Polling stations across the kingdom were opened at 8:00 am local time (0700 GMT) an Interior Ministry official, who declined to be quoted by name, told dpa.
The moderate Islamist Justice and Development Party (PJD), which has led a governing coalition since 2011, is facing its keenest competition from the more liberal Authenticity and Modernity Party (PAM), which is seen as close to the powerful monarchy.
The elections, for 395 seats in the House of Representatives, are the second to take place under a 2011 constitution that transferred some powers from King Mohammed VI to the parliament and prime minister in an attempt to defuse protests.

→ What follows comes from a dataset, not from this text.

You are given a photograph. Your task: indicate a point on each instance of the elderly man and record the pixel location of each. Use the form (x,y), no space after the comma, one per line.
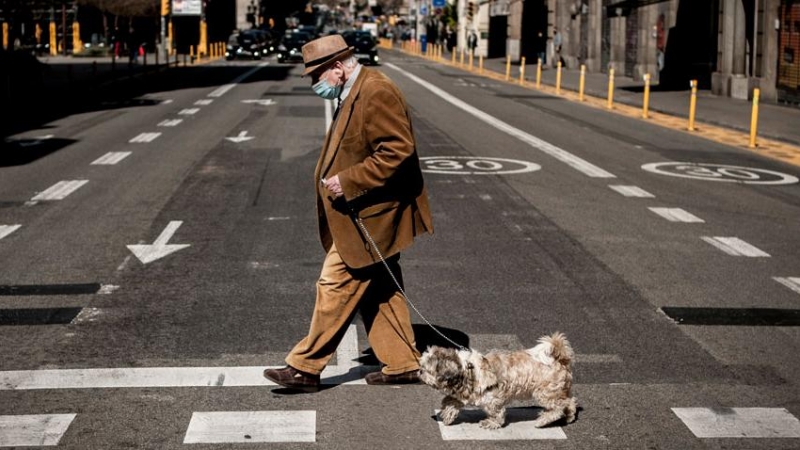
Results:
(368,174)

In the previous elections, in 2011, the PJD came first with 107 seats, while the conservative Istiqlal (Independence) Party took 60, the National Rally of Independents (RNI) 52 and PAM 47.

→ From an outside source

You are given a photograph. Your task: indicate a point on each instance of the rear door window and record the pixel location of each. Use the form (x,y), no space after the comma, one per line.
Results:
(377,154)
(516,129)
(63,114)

The Islamists were able to form their first government in Moroccan history, in coalition with Istiqlal (which later withdrew and was replaced by RNI) and two smaller parties.
However, local elections last year saw a struggle primarily between the Islamists and PAM, with the former gaining the most seats due to strong support in cities while the PAM did well in rural areas.
Ahead of the polls, Interior Minister Mohammed Hassad promised that authorities would be impartial and said that any evidence of electoral fraud or malpractice should be brought to the relevant judicial authorities.
About 15.7 million Moroccans, 45 per cent of them women, are eligible to vote, according to official figures.